“No,” I say, and surprise myself by smiling fondly. “I didn’t. If anything, she stalked me.”
40
Sara
* * *
Shocked, I stare at my tormentor, caught off-guard by that soft, almost tender smile. I fully expected him to explode at the question, and as I watched his fingers tighten on the glass stem, I was sure he would.
Instead, he smiled.
Chewing on my lower lip, I consider dropping the topic, but even with the threat of kidnapping looming over me, I can’t resist the chance to learn more about him.
“What do you mean?” I ask, picking up my wine glass. The risotto is amazing, but my stomach is tied in knots, preventing me from finishing my portion. Wine, though, I could use.
Maybe if I drink enough, I’ll forget his terrifying promise.
“We met when I was passing through her village almost nine years ago.” Peter leans back in his chair, a wine glass cradled in his big hand. The candlelight casts a soft, warm glow over his handsome features, and if it weren’t for the stress-induced adrenaline in my veins, I could’ve bought into the illusion of a romantic dinner, into the fantasy he’s trying so hard to create.
“My team was tracking a group of insurgents in the mountains,” he continues, his gaze turning distant as he relives the memory. “It was winter, and it was cold. Unbelievably cold. I knew we had to crash someplace warm for the night, so I asked the villagers to rent us a couple of rooms. Only one woman was brave enough to do so, and that was Tamila.”
I take a sip of wine, fascinated despite myself. “She lived by herself?”

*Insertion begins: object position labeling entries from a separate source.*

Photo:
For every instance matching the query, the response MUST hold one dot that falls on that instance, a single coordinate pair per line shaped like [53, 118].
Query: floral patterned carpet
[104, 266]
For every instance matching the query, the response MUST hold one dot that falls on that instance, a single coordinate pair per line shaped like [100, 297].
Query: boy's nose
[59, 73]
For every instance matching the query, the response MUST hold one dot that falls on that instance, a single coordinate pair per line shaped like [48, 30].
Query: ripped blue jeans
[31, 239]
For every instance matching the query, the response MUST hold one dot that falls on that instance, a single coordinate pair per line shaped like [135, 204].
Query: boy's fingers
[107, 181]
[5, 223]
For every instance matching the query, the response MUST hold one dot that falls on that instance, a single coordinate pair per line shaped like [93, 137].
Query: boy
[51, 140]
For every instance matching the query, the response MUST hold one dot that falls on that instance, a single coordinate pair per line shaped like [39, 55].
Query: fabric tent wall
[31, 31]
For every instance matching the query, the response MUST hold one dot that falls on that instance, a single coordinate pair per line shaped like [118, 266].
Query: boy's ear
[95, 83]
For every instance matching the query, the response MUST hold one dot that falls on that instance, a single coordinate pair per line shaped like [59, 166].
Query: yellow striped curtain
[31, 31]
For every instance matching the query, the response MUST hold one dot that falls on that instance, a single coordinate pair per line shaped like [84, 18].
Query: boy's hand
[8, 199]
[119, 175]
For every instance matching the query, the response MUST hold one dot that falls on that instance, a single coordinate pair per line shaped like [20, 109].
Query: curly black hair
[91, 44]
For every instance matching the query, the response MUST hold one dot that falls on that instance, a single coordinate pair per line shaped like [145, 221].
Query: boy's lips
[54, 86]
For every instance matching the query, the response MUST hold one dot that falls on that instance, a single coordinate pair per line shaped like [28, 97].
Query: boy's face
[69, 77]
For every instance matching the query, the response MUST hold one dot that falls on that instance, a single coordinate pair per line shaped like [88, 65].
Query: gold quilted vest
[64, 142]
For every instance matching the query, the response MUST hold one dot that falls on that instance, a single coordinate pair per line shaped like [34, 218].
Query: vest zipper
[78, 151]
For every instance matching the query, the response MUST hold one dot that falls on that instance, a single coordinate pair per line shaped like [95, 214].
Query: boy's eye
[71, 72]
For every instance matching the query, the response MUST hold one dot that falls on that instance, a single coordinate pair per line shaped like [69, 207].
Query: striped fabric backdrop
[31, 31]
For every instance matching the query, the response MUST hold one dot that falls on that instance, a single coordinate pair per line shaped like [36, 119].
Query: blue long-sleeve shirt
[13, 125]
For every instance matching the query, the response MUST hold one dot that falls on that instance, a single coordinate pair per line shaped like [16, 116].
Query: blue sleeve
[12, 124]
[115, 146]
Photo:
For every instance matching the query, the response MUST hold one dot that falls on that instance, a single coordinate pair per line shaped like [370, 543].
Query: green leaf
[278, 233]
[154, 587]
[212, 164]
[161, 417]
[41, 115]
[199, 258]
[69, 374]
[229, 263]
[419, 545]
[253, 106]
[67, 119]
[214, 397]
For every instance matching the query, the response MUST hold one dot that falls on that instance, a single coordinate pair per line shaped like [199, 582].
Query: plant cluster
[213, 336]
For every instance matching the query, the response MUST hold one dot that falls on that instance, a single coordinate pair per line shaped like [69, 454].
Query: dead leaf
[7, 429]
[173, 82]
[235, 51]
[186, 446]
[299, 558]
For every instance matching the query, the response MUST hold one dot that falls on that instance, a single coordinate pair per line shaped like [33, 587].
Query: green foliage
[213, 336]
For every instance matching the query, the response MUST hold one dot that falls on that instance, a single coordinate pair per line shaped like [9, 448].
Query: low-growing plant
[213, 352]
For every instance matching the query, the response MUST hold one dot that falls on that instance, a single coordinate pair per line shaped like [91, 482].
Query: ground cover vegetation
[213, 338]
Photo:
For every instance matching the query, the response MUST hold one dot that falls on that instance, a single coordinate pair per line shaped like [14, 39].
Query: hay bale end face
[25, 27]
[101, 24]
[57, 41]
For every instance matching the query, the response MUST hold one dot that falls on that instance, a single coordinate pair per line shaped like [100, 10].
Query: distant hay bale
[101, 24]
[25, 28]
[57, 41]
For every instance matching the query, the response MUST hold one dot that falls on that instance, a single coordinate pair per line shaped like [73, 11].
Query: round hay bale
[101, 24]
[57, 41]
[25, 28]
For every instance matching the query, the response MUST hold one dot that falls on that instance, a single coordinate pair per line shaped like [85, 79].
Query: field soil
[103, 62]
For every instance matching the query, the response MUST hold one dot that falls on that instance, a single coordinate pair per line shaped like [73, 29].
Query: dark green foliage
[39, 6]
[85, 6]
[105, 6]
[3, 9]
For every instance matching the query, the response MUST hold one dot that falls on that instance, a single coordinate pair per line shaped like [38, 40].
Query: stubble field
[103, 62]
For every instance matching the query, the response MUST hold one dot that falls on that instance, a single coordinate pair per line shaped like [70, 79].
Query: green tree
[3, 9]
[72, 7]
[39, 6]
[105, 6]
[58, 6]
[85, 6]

Peter nods. “She was only twenty at the time, but she had a small house of her own. Her aunt died and left it to her. It was unheard of in her village, for a young woman to live on her own, but Tamila was never big on rules. Her parents wanted her to marry one of the village elders, a man who could give them a dowry of five goats, but Tamila found him repulsive and was delaying the marriage as much as she could. Needless to say, her parents weren’t pleased, and by the time my men and I came to the village, she was desperate to change her situation.”
I gulp down the rest of my wine as he continues. “I didn’t know any of this, of course. I just saw a beautiful young woman, who, for whatever reason, welcomed three half-frozen Spetsnaz soldiers into her home. She gave her bedroom to my guys and put me into the second, smaller room, saying that she herself would sleep on the couch.”
“But she didn’t,” I guess as he leans in to pour me more wine. My stomach feels tight, something uncomfortably like jealousy roiling my insides. “She came to you.”
“Yes, she did.” He smiles again, and I hide my discomfort by drinking more wine. I don’t know why picturing him with this “beautiful young woman” bothers me, but it does, and it’s all I can do to listen calmly as he says, “I didn’t turn her down, naturally. No straight man would. She was shy and relatively inexperienced but not a virgin, and when we left in the morning, I promised to swing by the village on the way back. Which I did, two months later, only to learn that she was pregnant with my child.”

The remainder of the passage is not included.